The peshmerga's long experience with guerrilla war against Saddam's regime has helped the Kurds turn the tide after losing large swathes of territory to the IS in recent weeks, he says.
The peshmerga's worst defeat was the IS capture of the Mosul Dam, the country's largest, nearly a fortnight ago, but peshmerga and Iraqi security forces retook it on Sunday.
Deployed just a few dozen kilometres (miles) from the dam, Kamal says he cannot remember any wars quite like this one.
IS "had the element of surprise to begin with, but now we know their tactics," says Kamal, while other peshmerga gather to listen in.
"They send fighters with explosives strapped around them into areas and start blowing things up. They attack the civilians -- men, women and children -- and terrorise the rest into flight. Within a short space of time, they take over," he says.
While older peshmerga fighters have a wealth of combat experience, others are facing battle for the first time.
Aram Hikmet, a slight 19-year-old carrying a large machinegun, wasn't born when Saddam's forces carried out their heaviest crackdowns on the Kurds.

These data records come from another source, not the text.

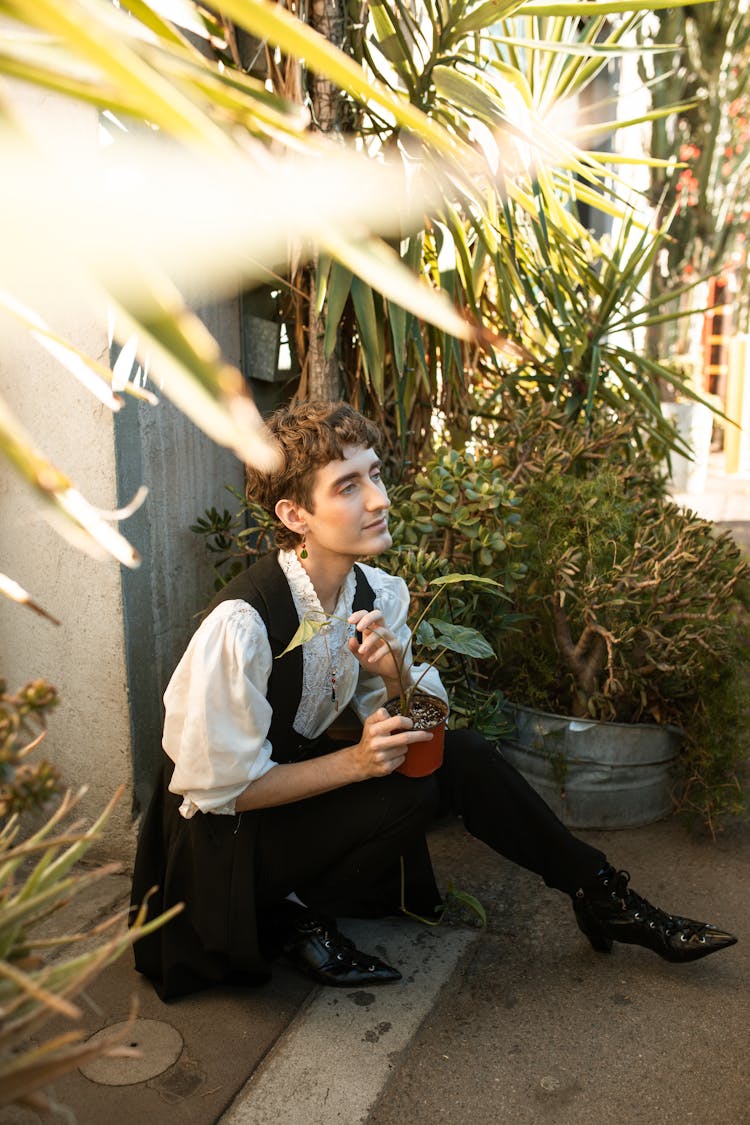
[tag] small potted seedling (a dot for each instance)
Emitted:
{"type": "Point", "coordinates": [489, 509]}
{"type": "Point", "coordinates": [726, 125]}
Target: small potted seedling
{"type": "Point", "coordinates": [427, 635]}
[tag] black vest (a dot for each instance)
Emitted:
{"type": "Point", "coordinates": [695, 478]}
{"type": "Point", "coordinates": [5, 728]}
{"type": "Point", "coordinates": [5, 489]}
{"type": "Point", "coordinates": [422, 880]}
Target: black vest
{"type": "Point", "coordinates": [264, 586]}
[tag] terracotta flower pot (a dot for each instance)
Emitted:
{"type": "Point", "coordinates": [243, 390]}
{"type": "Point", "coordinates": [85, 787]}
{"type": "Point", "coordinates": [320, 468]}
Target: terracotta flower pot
{"type": "Point", "coordinates": [427, 713]}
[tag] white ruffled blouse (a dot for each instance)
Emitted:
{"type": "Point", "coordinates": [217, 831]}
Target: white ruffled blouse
{"type": "Point", "coordinates": [217, 714]}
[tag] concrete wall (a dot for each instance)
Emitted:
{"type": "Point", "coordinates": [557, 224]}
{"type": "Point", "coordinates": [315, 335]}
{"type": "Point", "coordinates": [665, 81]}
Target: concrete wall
{"type": "Point", "coordinates": [120, 636]}
{"type": "Point", "coordinates": [184, 473]}
{"type": "Point", "coordinates": [89, 737]}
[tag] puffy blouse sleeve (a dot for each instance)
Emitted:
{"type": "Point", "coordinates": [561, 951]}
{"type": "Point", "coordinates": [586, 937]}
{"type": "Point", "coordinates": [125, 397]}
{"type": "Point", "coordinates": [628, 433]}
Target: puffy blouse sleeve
{"type": "Point", "coordinates": [392, 600]}
{"type": "Point", "coordinates": [217, 717]}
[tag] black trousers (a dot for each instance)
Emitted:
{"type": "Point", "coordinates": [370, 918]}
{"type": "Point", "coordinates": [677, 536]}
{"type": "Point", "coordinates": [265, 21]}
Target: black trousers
{"type": "Point", "coordinates": [357, 851]}
{"type": "Point", "coordinates": [337, 852]}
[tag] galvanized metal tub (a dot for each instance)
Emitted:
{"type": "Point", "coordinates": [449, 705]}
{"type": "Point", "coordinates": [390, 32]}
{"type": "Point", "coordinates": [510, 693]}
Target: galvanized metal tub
{"type": "Point", "coordinates": [596, 774]}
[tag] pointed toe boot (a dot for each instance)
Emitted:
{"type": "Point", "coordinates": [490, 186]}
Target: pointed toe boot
{"type": "Point", "coordinates": [611, 911]}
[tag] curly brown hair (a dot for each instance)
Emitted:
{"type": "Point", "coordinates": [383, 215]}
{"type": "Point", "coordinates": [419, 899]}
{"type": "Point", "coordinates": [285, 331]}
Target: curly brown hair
{"type": "Point", "coordinates": [309, 435]}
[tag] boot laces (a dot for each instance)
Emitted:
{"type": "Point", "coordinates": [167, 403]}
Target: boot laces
{"type": "Point", "coordinates": [654, 917]}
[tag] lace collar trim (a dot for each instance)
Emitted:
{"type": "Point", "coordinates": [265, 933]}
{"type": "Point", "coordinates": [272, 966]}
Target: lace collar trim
{"type": "Point", "coordinates": [303, 590]}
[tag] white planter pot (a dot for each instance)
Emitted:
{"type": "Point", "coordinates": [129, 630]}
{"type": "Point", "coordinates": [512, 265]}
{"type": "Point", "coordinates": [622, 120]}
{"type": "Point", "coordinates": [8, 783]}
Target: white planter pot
{"type": "Point", "coordinates": [596, 774]}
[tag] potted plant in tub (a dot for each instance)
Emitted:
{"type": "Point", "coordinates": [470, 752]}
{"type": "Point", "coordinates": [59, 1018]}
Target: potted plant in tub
{"type": "Point", "coordinates": [428, 635]}
{"type": "Point", "coordinates": [631, 663]}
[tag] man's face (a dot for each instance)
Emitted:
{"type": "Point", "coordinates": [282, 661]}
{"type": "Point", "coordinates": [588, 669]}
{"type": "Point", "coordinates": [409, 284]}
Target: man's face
{"type": "Point", "coordinates": [350, 506]}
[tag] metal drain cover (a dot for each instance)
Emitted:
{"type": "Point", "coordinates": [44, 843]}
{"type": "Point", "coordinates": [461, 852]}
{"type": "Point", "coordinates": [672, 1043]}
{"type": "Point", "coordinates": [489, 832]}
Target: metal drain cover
{"type": "Point", "coordinates": [160, 1045]}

"I heard of the Yazidi and Christian women and children being killed," he says, referring to minorities targeted by IS. "I couldn't take it. I had to join the fight."
Another fighter, Jassem Yahya, says he came out of retirement.
"I spent eight years in the Iraqi army, fighting the Iraq-Iran war" that ended in 1988, he says.
"I am a good fighter," he adds. IS "was attacking ferociously. I had to do something."